Sunday, May 17, 2015

Unit 5 & 6 - Short Run Aggregate Supply and Long Run Aggregate Supply

Short run aggregate supply (SRAS)
-Nominal Wages: the amount of money received per hour, per day, or per year.
-Sticky Wages: this is where the nominal wage level is set according to an initial price level and does not vary.
-Time is too short for wages to adjust to the price level.
-Workers may not be aware of changes in their real wages due to inflation and have adjusted their labor supply decisions and wage demand accordingly. 





Price level
Wage level
Employment level
Implications
Keynesian/Horizontal
Fixed
Fixed
Flexible
Dep. On change in employment.
Intermediate
Flexible
Fixed
Flexible
Dep. On change in price level and employment.
Classical or Vertical
Flexible
Fixed
Fixed
Dep. On change in price level.

Long run aggregate supply (LRAS)
-Flexible price level and wage
-Time long enough for wages to adjust to the price level
-Both offset each other

*Phillips curve represents the relationship between unemployment and inflation.*
-Trade off between inflation and unemployment that only occurs in the short run.

Long run Phillips curve:
-occurs at the natural rate of unemployment represented by a vertical line at 4-5 %.
-There is no trade off between unemployment and inflation in the long run which means that the economy produces at the full employment level.
-The long run phillips curve will only shift if the LRAS curve shifts, otherwise it is assumed to be stable.

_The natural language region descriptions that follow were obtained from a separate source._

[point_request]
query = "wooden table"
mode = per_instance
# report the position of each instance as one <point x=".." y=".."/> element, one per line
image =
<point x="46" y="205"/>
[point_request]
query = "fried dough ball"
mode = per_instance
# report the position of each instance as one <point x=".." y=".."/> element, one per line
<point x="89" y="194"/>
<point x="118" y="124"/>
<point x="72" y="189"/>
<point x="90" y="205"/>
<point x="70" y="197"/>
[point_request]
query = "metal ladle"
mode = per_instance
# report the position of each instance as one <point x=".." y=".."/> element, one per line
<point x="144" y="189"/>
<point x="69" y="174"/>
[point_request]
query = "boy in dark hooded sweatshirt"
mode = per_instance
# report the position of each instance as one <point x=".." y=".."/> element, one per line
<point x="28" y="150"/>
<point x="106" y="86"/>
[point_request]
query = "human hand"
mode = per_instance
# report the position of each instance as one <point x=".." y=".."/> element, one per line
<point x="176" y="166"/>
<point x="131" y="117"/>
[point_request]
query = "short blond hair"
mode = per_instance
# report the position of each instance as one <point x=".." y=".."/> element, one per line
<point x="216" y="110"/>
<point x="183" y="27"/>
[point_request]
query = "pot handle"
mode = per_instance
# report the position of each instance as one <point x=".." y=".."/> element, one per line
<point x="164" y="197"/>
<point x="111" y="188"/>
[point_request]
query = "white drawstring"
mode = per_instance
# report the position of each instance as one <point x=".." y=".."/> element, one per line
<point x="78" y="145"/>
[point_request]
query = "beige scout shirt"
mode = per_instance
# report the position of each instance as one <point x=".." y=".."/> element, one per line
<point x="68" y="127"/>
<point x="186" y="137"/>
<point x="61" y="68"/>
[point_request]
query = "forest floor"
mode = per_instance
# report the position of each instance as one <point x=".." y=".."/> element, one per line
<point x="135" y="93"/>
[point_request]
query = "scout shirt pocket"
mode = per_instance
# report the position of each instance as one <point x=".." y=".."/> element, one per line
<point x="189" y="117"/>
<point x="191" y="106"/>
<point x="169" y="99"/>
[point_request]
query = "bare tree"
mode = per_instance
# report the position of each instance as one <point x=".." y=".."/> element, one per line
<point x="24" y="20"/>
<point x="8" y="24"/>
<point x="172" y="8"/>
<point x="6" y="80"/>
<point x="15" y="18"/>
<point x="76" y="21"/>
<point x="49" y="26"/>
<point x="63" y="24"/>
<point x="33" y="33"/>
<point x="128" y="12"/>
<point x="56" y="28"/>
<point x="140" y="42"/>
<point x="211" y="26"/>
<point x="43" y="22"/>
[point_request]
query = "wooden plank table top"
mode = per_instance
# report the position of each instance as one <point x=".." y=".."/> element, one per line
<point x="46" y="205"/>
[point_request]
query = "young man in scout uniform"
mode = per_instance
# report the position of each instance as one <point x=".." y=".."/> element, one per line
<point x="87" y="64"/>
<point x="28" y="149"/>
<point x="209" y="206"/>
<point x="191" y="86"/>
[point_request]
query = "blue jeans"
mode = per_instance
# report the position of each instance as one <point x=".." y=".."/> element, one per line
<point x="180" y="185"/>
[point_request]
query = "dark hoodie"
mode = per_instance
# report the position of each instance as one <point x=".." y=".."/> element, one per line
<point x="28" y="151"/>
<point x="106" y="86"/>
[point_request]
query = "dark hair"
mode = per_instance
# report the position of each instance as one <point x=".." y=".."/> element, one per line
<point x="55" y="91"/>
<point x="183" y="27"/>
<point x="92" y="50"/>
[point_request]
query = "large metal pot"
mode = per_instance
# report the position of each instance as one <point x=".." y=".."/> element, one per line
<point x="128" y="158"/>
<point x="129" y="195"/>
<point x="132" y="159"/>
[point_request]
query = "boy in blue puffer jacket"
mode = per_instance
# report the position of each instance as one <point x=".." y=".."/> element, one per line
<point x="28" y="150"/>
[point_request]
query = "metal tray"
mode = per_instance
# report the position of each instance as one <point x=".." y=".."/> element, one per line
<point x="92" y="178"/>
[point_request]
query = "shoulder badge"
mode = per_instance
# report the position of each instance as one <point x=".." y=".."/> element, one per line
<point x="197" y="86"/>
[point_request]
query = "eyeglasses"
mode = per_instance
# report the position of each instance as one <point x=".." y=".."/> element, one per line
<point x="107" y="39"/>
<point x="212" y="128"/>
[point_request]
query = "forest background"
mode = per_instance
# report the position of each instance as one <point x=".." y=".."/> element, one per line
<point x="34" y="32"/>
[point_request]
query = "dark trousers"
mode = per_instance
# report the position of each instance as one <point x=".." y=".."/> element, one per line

NRU = Seasonal, Frictional, Structural

Major LRAS assumption:
-The more worker benefits create higher natural rates and fewer worker benefits create lower natural rates.

Short run phillips curve:
-Inverse relationship between unemployment and inflation.
-It has relevance to Okuns law
-Since wages are sticky inflation changes, moves the points on the SRPC. 
-If inflation persist and the expected rate of inflation rises, than the entire SRPC moves upwards causing stagflation.
-If inflation expectations drop due to new technology or economic growth then the SRPC moves downwards.

Aggregate supply shocks cause both the rate of inflation and the rate if unemployment to increase.
Supply shock - rapid and significant increase in resource cost.

Misery index: the combination of inflation and unemployment in any given year.
-Single digit misery is good

The Long Run Phillips Curve
-Because long run Philips curve exists at the natural rate of unemployment, structural changes in the economy that affect unemployment will also cause LRPC to shit
-Increase in unemployment will shift LRPC  to the right
-Decrease in unemployment will shift LRPC to the left

*SRAS and SRPC are opposite*

Stagflation: A period of high inflation and high unemployment occurring at the same time.
EX. Baby boom
       Women's movement
       Civil rights movement
       Vietnam war ends
       Oil embargo of 1973 and 1979

Disinflation:Reduction in the inflation rate from year to year
-Nominal wages increase during this time

Deflation: A situation in which there is an drop in the price level.